JAKARTA, RADARBANTEN.CO.ID – Kementerian Pariwisata (Kemenpar) menyiapkan berbagai paket wisata untuk menyambut libur Idul Fitri 2026, seiring meningkatnya mobilitas masyarakat yang berpotensi mendorong pergerakan wisatawan dan pertumbuhan ekonomi di daerah.
Deputi Bidang Pemasaran Kemenpar, Ni Made Ayu Marthini, mengatakan momen Lebaran menjadi salah satu periode dengan tingkat perjalanan tertinggi di Indonesia.
“Kami percaya pergerakan ini akan memberikan dampak ekonomi yang baik bagi masyarakat, terutama pelaku UMKM,” ujarnya dalam konferensi pers daring, Selasa (17/3/2026).
Menurutnya, peningkatan mobilitas tidak hanya berdampak pada sektor transportasi, tetapi juga membuka peluang perputaran ekonomi yang lebih luas, khususnya bagi pelaku usaha kecil dan menengah dalam ekosistem pariwisata.
Untuk mendorong perjalanan wisatawan nusantara, Kemenpar telah mengoordinasikan dan mengkurasi paket wisata melalui kolaborasi dengan sekitar 40 pelaku industri pariwisata. Program ini difokuskan terutama bagi pengguna transportasi udara.
Selain itu, Kemenpar juga mendorong masyarakat untuk berwisata di dalam negeri sebagai bagian dari kampanye Bangga Berwisata di Indonesia.
Made juga menekankan pentingnya peran agen perjalanan daring atau online travel agent (OTA) dalam memberikan layanan yang akurat kepada masyarakat, khususnya terkait informasi harga tiket selama periode Lebaran.
“Kami berharap setiap informasi di lapangan dapat dikomunikasikan dengan baik agar sesuai dengan kebijakan yang berlaku,” katanya.
Sementara itu, Deputi Bidang Koordinasi Konektivitas Kementerian Koordinator Bidang Infrastruktur dan Pembangunan Kewilayahan, Odo Manuhutu, menyampaikan pemerintah tengah mengupayakan penurunan harga tiket pesawat melalui berbagai kebijakan.

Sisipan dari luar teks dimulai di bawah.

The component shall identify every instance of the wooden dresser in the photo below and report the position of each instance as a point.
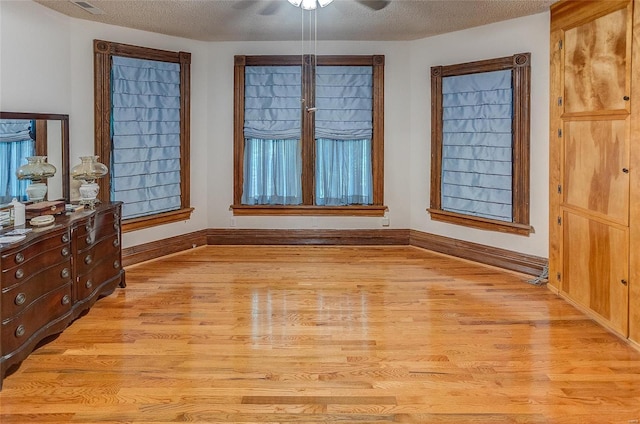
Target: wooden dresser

Upaya tersebut meliputi perbaikan struktur biaya industri penerbangan, kebijakan tarif batas atas, hingga penyederhanaan regulasi impor suku cadang pesawat.
Selain itu, pemerintah juga memberikan sejumlah insentif selama periode Lebaran, di antaranya diskon Pelayanan Jasa Penumpang Pesawat Udara (PJPU) sebesar 20 persen, diskon Pelayanan Jasa Pendaratan (PJP4U) sebesar 40–50 persen, diskon avtur hingga 10 persen di 37 bandara, serta potongan penerimaan negara bukan pajak (PNBP) kebandarudaraan hingga 50 persen.
Melalui kebijakan tersebut, pemerintah menargetkan harga tiket pesawat dapat turun hingga 17–18 persen, sehingga meningkatkan aksesibilitas masyarakat selama libur Lebaran.